Growing Pains – Bootstrapping a new Language
Creating a programming language is hard. I’m not talking about the kind of hard that’s involved in math problems or even getting pwned with that rather expensive new internet connection (no, its not the mouse either… you’re really just not that good;). No, I’m talking about the sheer amount of effort required to first come up with your amazing, world changing programming language, and then realizing that you actually need to implement the whole thing a few times over, using variations of that language that are in-fact worse than what you started with (unless your using Java, in which case, jump right ahead).
As you might have guessed I’m mainly writing this out of mere frustration, that even the dumbed down, simplified variation of Mention that I’m attempting to bootstrap is going, well, slowly. Very slowly.
So far I’ve come to the conclusion that there may even be some general rules of thumb, which to the enlightened few, might not actually seem all that obvious. Firstly, the current attempt to bootstrap Mention is utilizing the Squeak programming language/tool-chain, in the hopes that it would help to speed up the development process. It didn’t. Actually, I’m even wondering if its actually slowing me down… Which brings me to the obvious question. Why?
The most useful languages that spring to mind after asking this question, probably actually come from the Lisp family, along the lines of some dialect of Scheme + a parsing language to complete the picture. But what would make a language like Lisp, outgun its successors like Smalltalk or perhaps even python. Well, actually, I think python might even work, but Smalltalk has issues… Namespace issues.
The issues with Smalltalk I’m referring to are the conventions surrounding the naming of global variables, or at least the lack-there-of. Many scripting languages and most Lisps, allow the programmer to assign to any old variable name, and its simply there, for the entire world to see. But of course, when you have to think in objects, you can’t expect to have globals. After all, good Object-Oriented software should be based on the interaction of object, and not glorified globals, singletons, or otherwise. Although you could be mistaken for thinking that the Application object is actually a global, but of course its not. Why, well I’m not sure really, its just not.

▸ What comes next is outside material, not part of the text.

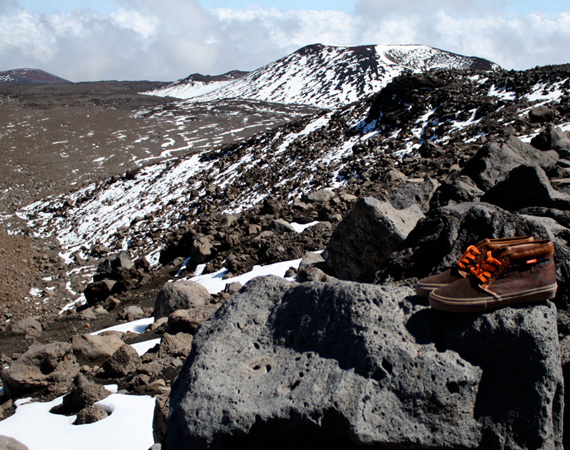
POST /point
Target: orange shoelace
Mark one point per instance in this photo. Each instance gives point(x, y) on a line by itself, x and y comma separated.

I’d rather not go on any further with this, but the point is simple. We know that software systems evolve, and don’t simply get designed and then implemented. And we know that software is not actually re-used until at least some refactoring has been performed (generally more than some). So why can’t we just use our globals while we understand the problem we’re working on, and if they do the job we can just keep them, and if they really are flakey code smells bend on silicon armageddon then we can simply refactor them once we understand how the problem breaks down into the individual problem level (application, subsystem, et cetera) objects.